Grazie a lui trovai anche un lavoro. Condivisi il suo appartamento per un paio di mesi, poi dovetti trasferirmi in questo monolocale visto che si era sposato.
Nonostante il matrimonio Giulio mi rimase molto vicino, mi riteneva suo fratello; Veronica, la sua consorte, era una donna meravigliosa in attesa di un bimbo, che sarebbe dovuto nascere in primavera.
Il concepimento era avvenuto prima della loro unione ed erano proprio una bella coppia. Mi ricordo il giorno del loro matrimonio: pochi invitati, una cerimonia semplice e rapida; io feci da testimone e ciò mi lusingò parecchio.
Giulio e Veronica si erano conosciuti da bambini all’orfanotrofio, non mi raccontarono mai il perché della loro condizione, l’unica cosa che sapevo era che Veronica aveva un parente in Scozia che non volle mai conoscere; invece di Giulio non seppi nulla.
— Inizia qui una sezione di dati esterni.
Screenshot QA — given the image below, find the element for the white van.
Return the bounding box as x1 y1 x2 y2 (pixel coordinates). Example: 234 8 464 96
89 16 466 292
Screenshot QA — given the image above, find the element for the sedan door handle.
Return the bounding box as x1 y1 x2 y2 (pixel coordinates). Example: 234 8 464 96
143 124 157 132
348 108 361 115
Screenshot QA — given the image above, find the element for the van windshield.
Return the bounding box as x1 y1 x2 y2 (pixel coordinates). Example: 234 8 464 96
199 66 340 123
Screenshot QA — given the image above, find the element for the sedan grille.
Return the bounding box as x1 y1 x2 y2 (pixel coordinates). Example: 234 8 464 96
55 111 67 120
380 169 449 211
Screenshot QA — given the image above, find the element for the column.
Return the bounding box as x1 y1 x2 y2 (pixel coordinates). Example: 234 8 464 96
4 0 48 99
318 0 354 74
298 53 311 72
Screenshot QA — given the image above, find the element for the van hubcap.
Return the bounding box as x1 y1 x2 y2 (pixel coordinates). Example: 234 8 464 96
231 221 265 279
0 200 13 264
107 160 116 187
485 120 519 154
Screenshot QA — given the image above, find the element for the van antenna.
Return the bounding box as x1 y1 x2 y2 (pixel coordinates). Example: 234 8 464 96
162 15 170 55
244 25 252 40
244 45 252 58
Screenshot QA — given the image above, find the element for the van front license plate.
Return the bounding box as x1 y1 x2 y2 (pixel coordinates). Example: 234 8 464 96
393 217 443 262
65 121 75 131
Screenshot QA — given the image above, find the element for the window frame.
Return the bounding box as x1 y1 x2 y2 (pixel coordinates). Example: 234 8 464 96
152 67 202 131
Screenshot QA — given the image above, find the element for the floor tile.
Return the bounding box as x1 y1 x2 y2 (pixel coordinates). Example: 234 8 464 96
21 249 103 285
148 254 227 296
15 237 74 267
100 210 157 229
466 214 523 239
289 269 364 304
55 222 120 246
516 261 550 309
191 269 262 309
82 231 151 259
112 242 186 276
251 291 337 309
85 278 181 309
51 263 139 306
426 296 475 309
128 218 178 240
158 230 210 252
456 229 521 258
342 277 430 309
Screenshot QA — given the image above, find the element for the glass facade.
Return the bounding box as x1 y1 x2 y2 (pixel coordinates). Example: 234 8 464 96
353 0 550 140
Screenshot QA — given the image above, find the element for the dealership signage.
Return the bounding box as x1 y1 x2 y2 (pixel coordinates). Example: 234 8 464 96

Ora Giulio era in trepidazione, oltre che in ansia, per la nascita di questo figlio, non ne vedeva l’ora anche se era un po’ preoccupato perché avevano ricoverato Veronica in ospedale a causa di giramenti di testa continui. Nulla di grave, si diceva, ma avevano preferito tenerla a riposo sotto stretto controllo medico.
Guardai l’orologio, erano già passati quindici minuti, mi avvicinai alla porta del bagno e le dissi: Aglaia hai finito? Si fa tardi e devo anche passare in ospedale a trovare una mia amica.
La tua ragazza?
mi sussurrò.
No, non sono fidanzato; è la moglie di un mio amico.
Poco dopo uscì dal bagno, rimasi qualche istante ad osservarla: era splendida ma per colpa della mia timidezza non ebbi il coraggio di dirglielo. Mi diressi frettolosamente verso la finestra, guardai il cielo, era nuvoloso.
Adesso andiamo al centro commerciale e chiediamo a qualche guardia se per caso ti riconosce, si ricorda di te o se ha trovato qualche documento che ti appartiene.
Uscimmo immediatamente e ci avviammo verso l’ipermercato; scendendo le scale incontrammo l’odiosa vicina di casa. Buongiorno signora
dissi forzatamente.
Non mi ascoltò neanche perché stava squadrando da capo a piedi Aglaia. Poi, con voce smorfiosa, disse: Buongiorno signorina, è per caso la nuova inquilina? Divide l’appartamento con questo signore?
La interruppi subito e scocciato le dissi: No signora, è solo una mia amica.